Job Description
- Optimize and monitor the performance, reliability, and security of AI/ML systems.
- Applying DevSecOps best practices and standards for data quality, code quality, version control, CI/CD, and documentation.
- Developing, testing, deploying, and monitoring scalable and reliable machine learning pipelines using Databricks.
- Troubleshooting and resolving issues related to data, model, and infrastructure performance and availability.
- Researching and evaluating new technologies and frameworks for improving the efficiency and effectiveness of machine learning workflows.
Qualifications
Must Have
- Bachelor's degree or higher in computer science, mathematics, or a related field.
- Experience with DevOps, MLOps, or LLMOps tools and methodologies, such as Git, Docker, Kubernetes, Github Action, Airflow, Kubeflow, Terraform, etc.
- Proficiency in Python, SQL, and at least one of the following frameworks and libraries: TensorFlow/PyTorch, Scikit-learn, etc.
- Experience working with APIs.
- Familiarity developing with Databricks products and services.
- Working knowledge of CI/CD.
- Strong communication, documentation, and white-boarding skills.
- Strong interest in collaboration, learning, and driving value through ML.
- Business-level proficiency in English (written and spoken).
Strongly Preferred
- Databricks certifications.
- Experience with Databricks, Mlflow, Spark, Delta Lake, and other components of the Databricks Unified Data Analytics Platform.

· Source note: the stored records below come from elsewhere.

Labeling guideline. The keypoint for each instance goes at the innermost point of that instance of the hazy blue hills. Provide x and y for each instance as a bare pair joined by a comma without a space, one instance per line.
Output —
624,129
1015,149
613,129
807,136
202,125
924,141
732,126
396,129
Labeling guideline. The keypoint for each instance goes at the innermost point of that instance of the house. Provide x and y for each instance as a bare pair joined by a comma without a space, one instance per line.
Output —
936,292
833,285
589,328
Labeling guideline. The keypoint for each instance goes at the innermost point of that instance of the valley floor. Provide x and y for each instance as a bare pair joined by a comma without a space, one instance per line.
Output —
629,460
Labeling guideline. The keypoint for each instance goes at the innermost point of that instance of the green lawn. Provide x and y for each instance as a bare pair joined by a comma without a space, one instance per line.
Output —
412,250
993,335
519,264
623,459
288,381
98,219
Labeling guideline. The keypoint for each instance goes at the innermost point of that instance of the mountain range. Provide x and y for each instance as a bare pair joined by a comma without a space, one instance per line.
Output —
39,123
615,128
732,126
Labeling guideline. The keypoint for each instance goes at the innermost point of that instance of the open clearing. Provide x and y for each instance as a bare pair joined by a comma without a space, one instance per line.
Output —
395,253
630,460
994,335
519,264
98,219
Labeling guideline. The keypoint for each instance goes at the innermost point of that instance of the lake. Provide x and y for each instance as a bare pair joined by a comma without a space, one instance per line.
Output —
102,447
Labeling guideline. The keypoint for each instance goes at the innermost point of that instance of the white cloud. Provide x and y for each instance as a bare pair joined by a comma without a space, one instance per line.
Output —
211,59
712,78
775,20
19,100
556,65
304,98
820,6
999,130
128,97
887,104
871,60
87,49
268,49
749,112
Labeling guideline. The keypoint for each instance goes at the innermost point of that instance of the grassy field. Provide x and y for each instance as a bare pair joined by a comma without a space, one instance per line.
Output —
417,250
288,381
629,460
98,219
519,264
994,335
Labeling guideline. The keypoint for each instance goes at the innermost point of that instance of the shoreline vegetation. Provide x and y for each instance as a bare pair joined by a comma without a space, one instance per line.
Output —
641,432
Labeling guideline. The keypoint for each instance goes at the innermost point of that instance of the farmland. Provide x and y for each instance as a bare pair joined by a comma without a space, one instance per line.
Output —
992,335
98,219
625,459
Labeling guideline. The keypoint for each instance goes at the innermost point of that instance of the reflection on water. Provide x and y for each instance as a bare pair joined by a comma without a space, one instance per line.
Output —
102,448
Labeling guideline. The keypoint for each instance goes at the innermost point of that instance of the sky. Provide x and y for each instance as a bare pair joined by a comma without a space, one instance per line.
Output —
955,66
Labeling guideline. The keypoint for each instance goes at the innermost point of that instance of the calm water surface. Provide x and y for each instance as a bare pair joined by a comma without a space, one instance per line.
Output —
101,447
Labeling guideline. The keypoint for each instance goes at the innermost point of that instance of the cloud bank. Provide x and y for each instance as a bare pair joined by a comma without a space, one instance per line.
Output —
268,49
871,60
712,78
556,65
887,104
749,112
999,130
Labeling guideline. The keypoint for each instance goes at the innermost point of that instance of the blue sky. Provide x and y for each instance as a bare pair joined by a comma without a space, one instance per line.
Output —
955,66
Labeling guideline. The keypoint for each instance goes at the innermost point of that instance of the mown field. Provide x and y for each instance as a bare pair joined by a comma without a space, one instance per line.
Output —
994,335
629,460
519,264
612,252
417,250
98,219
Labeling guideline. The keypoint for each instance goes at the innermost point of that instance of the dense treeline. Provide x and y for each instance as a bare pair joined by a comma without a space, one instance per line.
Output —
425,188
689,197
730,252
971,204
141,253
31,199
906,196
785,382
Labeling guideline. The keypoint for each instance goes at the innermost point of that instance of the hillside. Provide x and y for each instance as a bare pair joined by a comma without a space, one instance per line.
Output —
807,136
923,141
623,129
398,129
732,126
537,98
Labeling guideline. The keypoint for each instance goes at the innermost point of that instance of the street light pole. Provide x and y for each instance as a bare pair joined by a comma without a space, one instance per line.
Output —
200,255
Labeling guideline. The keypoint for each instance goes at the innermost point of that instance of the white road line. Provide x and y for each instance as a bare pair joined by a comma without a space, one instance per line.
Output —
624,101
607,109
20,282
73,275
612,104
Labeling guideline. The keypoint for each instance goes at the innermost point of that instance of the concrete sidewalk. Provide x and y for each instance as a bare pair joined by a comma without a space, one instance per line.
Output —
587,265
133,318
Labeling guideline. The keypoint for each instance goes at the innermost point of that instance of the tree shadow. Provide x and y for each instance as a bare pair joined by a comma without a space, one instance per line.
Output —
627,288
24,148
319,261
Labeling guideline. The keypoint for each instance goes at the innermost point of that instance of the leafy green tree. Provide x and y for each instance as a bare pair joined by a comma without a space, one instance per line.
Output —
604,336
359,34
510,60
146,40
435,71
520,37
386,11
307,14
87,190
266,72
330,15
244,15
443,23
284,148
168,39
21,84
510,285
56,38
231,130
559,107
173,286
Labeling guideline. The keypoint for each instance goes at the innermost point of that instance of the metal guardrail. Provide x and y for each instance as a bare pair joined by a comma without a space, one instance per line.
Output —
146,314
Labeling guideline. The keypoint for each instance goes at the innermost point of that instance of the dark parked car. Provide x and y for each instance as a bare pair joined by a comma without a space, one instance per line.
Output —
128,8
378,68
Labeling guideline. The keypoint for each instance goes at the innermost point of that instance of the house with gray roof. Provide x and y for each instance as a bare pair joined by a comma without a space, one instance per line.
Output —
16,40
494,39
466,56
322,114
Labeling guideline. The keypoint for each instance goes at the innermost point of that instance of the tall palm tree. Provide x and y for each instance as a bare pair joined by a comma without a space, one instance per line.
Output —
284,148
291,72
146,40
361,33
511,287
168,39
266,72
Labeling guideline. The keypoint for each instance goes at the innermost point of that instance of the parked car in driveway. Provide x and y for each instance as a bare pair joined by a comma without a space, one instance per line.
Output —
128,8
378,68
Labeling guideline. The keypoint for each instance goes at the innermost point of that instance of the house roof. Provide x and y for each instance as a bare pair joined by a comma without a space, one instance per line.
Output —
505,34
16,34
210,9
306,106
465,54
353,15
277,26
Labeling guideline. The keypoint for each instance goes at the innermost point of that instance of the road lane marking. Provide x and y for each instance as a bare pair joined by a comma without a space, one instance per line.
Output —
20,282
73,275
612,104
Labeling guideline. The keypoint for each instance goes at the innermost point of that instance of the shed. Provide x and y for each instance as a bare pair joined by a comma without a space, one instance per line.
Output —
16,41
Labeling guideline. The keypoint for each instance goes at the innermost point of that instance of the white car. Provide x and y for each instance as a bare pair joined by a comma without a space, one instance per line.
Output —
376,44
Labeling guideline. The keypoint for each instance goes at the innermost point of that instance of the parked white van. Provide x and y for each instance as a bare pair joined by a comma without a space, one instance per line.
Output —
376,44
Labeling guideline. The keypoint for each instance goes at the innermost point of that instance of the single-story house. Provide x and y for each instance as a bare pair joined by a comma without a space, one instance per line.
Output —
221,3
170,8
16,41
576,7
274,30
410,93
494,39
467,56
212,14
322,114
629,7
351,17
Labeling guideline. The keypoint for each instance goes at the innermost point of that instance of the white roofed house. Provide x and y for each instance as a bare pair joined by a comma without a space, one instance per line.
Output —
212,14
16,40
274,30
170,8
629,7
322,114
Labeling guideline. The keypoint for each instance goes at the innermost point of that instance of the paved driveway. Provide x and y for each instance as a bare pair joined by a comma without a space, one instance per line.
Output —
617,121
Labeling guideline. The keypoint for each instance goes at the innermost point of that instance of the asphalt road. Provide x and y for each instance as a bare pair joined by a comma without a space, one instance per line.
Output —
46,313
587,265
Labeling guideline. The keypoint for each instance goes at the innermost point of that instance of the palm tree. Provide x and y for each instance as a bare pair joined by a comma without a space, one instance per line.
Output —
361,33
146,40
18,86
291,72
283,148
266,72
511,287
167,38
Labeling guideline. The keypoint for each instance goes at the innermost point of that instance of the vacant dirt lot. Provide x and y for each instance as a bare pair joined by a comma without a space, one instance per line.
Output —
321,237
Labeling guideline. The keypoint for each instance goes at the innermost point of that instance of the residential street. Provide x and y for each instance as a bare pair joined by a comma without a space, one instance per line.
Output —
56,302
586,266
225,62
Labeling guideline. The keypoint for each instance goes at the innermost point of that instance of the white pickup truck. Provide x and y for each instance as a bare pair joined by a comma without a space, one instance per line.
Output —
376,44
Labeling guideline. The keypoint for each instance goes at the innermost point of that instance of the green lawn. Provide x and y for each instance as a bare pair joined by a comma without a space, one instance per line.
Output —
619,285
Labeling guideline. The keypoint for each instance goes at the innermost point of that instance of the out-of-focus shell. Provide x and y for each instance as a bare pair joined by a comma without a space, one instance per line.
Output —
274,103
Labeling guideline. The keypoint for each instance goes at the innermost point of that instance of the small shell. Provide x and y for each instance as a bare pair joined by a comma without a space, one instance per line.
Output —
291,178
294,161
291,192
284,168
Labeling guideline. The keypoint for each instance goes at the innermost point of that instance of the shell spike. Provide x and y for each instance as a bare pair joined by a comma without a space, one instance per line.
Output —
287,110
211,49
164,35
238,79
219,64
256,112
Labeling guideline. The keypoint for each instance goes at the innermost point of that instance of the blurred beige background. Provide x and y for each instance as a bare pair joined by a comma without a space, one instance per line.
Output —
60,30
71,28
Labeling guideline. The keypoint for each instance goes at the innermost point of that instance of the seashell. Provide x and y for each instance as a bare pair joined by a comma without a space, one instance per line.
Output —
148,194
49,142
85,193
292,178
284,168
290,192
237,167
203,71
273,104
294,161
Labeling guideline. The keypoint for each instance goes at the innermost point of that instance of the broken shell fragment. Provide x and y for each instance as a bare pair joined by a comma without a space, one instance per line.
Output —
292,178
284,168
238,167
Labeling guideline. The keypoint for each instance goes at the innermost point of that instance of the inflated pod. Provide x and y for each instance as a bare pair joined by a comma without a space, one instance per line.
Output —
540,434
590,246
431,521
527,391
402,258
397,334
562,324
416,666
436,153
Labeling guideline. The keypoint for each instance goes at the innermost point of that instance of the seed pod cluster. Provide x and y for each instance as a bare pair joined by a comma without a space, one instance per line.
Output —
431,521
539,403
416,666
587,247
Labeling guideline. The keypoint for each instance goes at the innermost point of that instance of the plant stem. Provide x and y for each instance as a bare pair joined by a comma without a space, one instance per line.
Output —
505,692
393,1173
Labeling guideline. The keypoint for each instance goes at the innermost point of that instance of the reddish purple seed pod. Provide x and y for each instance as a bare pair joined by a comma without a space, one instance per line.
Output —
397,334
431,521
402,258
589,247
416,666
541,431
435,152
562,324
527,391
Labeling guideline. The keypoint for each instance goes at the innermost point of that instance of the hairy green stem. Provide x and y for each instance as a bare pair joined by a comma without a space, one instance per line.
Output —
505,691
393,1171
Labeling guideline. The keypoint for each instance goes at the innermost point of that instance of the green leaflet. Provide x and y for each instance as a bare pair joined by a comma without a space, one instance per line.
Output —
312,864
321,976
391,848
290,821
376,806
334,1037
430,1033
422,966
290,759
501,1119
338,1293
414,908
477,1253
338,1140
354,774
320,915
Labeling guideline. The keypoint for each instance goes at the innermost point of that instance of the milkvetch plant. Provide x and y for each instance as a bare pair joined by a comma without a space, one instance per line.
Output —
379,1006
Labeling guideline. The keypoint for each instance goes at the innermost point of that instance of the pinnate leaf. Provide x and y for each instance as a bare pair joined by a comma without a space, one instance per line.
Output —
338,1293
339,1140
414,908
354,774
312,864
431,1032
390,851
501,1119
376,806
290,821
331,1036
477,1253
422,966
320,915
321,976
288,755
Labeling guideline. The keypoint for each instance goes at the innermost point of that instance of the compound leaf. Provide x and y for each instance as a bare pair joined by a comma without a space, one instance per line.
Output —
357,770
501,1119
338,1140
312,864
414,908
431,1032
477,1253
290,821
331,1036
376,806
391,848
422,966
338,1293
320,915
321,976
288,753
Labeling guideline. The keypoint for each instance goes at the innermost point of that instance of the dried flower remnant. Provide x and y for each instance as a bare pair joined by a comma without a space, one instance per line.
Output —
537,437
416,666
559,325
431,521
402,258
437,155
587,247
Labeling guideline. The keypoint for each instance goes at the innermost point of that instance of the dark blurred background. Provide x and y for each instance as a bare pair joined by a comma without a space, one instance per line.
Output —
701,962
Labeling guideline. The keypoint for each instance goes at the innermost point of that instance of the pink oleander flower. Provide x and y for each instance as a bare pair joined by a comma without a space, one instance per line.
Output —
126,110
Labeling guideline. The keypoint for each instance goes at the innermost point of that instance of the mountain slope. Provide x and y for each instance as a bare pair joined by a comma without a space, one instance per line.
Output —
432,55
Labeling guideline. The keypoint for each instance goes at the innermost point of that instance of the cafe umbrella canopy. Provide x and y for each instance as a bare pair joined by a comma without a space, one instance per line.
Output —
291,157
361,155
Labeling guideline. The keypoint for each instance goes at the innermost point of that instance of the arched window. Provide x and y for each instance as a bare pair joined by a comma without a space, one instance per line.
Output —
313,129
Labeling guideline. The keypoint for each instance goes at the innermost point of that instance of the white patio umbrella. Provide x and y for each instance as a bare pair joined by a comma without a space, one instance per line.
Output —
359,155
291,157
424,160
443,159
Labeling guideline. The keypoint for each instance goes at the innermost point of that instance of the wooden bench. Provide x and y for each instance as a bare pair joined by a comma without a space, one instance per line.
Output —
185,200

- Working knowledge of at least one major cloud ecosystem (AWS, Azure, or GCP).
- Azure certifications.
- Knowledge in LLM actual use cases.
- Experience working with a geographically distributed and cross-functional team including systems integrators and third-party companies.
- Business-level proficiency in Japanese (written and spoken).
About this role
As an MLOps Engineer, you will automate and streamline the process of integrating and maintaining machine learning models for both traditional and generative AI.